Quantitative proteomics
hPGCLC cultures derived from male hiPSC clones A4 and 9A13 were produced and expanded in vitro for 138 86 days, respectively, as we described (Kobayashi et al., 2022). LTC-hPGCLCs and their parental hiPSCs were washed with cold PBS and centrifuged to obtain frozen cell pellets, each of which consisted of 2.5 million cells. Quantitative proteomics detection of HERV proteins was performed as we previously described (Ebright et al., 2020). Briefly, total proteins were extracted from frozen cell pellets, and their disulfide bonds were reduced followed by alkylation of free cysteine thiols. Proteins were digested by the Lys-C and trypsin endoproteinases, labeled with the TMT reagents, and subjected to analysis via reversed phase LC-M2/MS3 on an Orbitrap Fusion mass spectrometer. Proteins from which the digested peptides were derived were estimated against a proteomics database, including the HERV-K proteins GAG, POL, ENV, REC, and PRO.
Immunoelectron microscopy
Transmission and immunoelectron microscopy were performed as we described (Wilkie et al., 2022). Briefly, subconfluent human iPSCs (clone A4), LTC-hPGCLCs derived from them, and human NCCIT embryonal carcinoma cell lines were fixed with 4% paraformaldehyde and 0.1% glutaraldehyde in PBS and subjected to the standard transmission electron microscopy with negative staining using uranyl formate. For immunodetection of HERV-K VLPs, grids were stained with an anti-HERVK capsid mouse monoclonal antibody (AUSTRAL Biologicals, HERM-1831-5, dilution 1:30) followed by secondary staining with protein A conjugated with gold particles.
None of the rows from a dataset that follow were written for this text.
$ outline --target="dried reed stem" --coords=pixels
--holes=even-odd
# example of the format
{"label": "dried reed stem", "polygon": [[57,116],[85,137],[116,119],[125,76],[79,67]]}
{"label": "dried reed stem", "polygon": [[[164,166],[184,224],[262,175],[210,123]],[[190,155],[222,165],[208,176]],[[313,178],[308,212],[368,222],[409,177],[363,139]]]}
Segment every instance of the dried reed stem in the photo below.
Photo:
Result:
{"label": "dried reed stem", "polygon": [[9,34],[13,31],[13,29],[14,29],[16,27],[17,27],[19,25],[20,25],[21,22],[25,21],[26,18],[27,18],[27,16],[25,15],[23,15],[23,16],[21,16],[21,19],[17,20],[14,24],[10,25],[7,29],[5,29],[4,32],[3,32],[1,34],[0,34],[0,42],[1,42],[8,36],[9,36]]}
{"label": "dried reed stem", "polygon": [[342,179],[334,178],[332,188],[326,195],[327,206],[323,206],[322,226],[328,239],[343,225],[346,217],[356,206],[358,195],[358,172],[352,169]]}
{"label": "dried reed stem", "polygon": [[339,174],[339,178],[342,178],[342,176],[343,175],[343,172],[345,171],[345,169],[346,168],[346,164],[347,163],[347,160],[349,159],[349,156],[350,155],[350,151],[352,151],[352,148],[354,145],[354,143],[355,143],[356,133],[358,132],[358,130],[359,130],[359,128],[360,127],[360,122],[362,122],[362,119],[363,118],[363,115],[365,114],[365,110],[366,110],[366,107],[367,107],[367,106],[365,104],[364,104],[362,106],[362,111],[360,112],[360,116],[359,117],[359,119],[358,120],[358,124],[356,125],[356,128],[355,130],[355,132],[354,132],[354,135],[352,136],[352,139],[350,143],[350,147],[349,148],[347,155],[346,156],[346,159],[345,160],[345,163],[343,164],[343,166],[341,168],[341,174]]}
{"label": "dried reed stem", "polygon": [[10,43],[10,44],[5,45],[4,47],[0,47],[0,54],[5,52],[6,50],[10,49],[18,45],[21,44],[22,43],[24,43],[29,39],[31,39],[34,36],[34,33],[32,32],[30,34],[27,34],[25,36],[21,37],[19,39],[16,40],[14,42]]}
The grids were examined on a JEOL 1200EX transmission electron microscope, and images were recorded with an AMT 2k CCD camera.
Competing interests
The authors declare no competing or financial interests.
Author contributions
Experiments: MuK, MiK, JoK, JJK, KS, HH, JO, AN, YZ, ME; Computational analysis: MuK, EZ; Writing: MuK, MaT, TS; Supervision: JF, MeT, KK, SS, DI, WH, CLW, TS; Conception: TS
Funding
This research was generously supported by the RICBAC Foundation and the Escher Fund for Autism gifts to TS. TS was also supported by NIH grants R01ES020454, R01ES023316, R01ES031139, and John Templeton Foundation Genetics Research Award #6228.
Data availability
All RNA-seq data described in this study are available from Gene Expression Omnibus (accession numbers GSE102943 and GSE??????).
Acknowledgements
We are grateful to Dr. Akiko Iwasaki and Dr. Yong Kong at Yale University School of Medicine for fruitful discussions and bioinformatics assistance. We also thank the Massachusetts General Hospital FACS core facility for technical help in collecting hPGCLCs.